Learning Generics in Rust

#intermediate

#rust

Andrew Johnson ⏰ 8 Minutes 📅 Sep 1, 2018

Generics are a facility to write code for multiple contexts with different types, and parameterization allows the programmer to write code that makes fewer assumptions about the data structures and code segments involved in the code’s definition.

For example, a very ambiguous concept would be the concept of addition. When a programmer writes a + b, what does that mean? In Rust, the Add trait can be implemented for just about any type. As long as there is an implementation for the Add trait in scope that is compatible with the types of a and b, this trait will define the operation.

In this pattern, you can write generic code that defines a concept in its most abstract terms, allowing for later definitions of data and methods to interface with that code without change.

A major example of completely generic code is built-in container data structures. Vectors and HashMaps must necessarily know the types of the objects they store. However, it would be very limiting if any assumptions were made about the underlying data structure or methods for the stored items.
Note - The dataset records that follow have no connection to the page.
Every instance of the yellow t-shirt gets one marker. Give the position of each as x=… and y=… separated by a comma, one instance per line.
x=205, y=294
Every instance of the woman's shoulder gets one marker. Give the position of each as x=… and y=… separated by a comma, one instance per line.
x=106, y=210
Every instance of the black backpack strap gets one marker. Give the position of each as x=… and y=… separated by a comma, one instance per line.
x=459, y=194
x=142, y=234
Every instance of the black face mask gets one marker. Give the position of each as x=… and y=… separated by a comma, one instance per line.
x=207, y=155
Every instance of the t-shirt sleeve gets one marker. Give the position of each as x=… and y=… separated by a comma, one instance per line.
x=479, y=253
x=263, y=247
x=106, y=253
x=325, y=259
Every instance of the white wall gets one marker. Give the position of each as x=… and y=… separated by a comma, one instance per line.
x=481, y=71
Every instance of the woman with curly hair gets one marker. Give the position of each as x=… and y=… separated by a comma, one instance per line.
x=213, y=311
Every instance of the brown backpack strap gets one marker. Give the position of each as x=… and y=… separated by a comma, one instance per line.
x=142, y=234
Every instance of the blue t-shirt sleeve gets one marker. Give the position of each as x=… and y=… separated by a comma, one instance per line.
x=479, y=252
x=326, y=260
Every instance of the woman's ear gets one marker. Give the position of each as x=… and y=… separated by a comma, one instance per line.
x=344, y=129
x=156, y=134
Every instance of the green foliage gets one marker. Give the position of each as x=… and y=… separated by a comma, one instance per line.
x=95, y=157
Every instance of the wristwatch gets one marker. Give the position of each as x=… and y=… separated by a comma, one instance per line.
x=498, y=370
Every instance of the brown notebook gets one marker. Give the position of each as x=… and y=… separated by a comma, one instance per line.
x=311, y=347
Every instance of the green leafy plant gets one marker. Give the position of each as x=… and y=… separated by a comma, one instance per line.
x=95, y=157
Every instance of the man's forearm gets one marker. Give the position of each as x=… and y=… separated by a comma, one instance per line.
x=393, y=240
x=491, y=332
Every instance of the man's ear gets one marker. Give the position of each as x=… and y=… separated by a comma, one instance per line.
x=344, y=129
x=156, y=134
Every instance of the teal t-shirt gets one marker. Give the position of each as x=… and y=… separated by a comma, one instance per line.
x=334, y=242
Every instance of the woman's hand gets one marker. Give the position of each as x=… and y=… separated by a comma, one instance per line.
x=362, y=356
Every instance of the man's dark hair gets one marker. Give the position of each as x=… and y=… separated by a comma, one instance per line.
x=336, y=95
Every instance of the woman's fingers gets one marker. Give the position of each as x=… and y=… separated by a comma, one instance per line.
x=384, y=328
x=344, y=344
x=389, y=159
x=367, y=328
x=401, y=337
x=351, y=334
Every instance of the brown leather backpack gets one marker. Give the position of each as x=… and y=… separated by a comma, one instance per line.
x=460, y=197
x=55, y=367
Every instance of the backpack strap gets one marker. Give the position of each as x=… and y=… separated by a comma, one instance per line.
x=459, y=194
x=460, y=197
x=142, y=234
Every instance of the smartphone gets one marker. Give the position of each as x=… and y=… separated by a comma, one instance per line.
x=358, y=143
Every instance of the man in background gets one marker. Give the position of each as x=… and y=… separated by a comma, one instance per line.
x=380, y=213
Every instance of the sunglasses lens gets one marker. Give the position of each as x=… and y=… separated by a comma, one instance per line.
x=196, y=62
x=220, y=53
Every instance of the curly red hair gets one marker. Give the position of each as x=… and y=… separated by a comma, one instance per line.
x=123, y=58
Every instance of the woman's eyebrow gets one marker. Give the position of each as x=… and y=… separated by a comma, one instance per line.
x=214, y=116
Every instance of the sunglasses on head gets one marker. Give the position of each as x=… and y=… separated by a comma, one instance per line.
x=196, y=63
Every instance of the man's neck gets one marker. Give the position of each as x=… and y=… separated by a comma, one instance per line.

Therefore, parameterization of containers allows the container and its methods to explicitly declare trait bounds that are expected from stored types. All other characteristics of the stored item will be parameterized.

Investigating generics

Generics refer to the practice of parameterizing classes in object-oriented programming (OOP) languages. Rust does not have an exact equivalent of classes. However, the concept of datatypes paired with a trait is very similar to a class if used in that sense. So, in Rust, generics would refer to the parameterization of datatypes and traits. Choosing a common example from OOP, look at the animal kingdom. In the following code, you can define some animals and the actions that they can take. First, define two animals:

struct Cat
{
   weight: f64,
   speed: f64
}

struct Dog
{
   weight: f64,
   speed: f64
}

Now, define an animal trait and its implementations. All animals will have the max_speed method. Here is the code:

trait Animal
{
   fn max_speed(&self) -> f64;
}

impl Animal for Cat
{
   fn max_speed(&self) -> f64
   {
      self.speed
   }
}

impl Animal for Dog
{
   fn max_speed(&self) -> f64
   {
      self.speed
   }
}

Here, you have defined the Rust equivalent of interfaces from OOP. However, you have not parameterized anything, so nothing here should be considered generic. You can add the code for a trait defining the concept of an animal chasing a toy. First, define the concept of the toy. This will follow the same OOP-like pattern as in the preceding code:

struct SqueakyToy
{
   weight: f64
}

struct Stick
{
   weight: f64
}

trait Toy
{
   fn weight(&self) -> f64;
}

impl Toy for SqueakyToy
{
   fn weight(&self) -> f64
   {
      self.weight
   }
}

impl Toy for Stick
{
   fn weight(&self) -> f64
   {
      self.weight
   }
}

Now, you have two traits, each having two possible implementations. Define an action for an animal chasing the toy. More than one possible animal has been defined and more than one possible toy, so you’ll need to use a generic definition.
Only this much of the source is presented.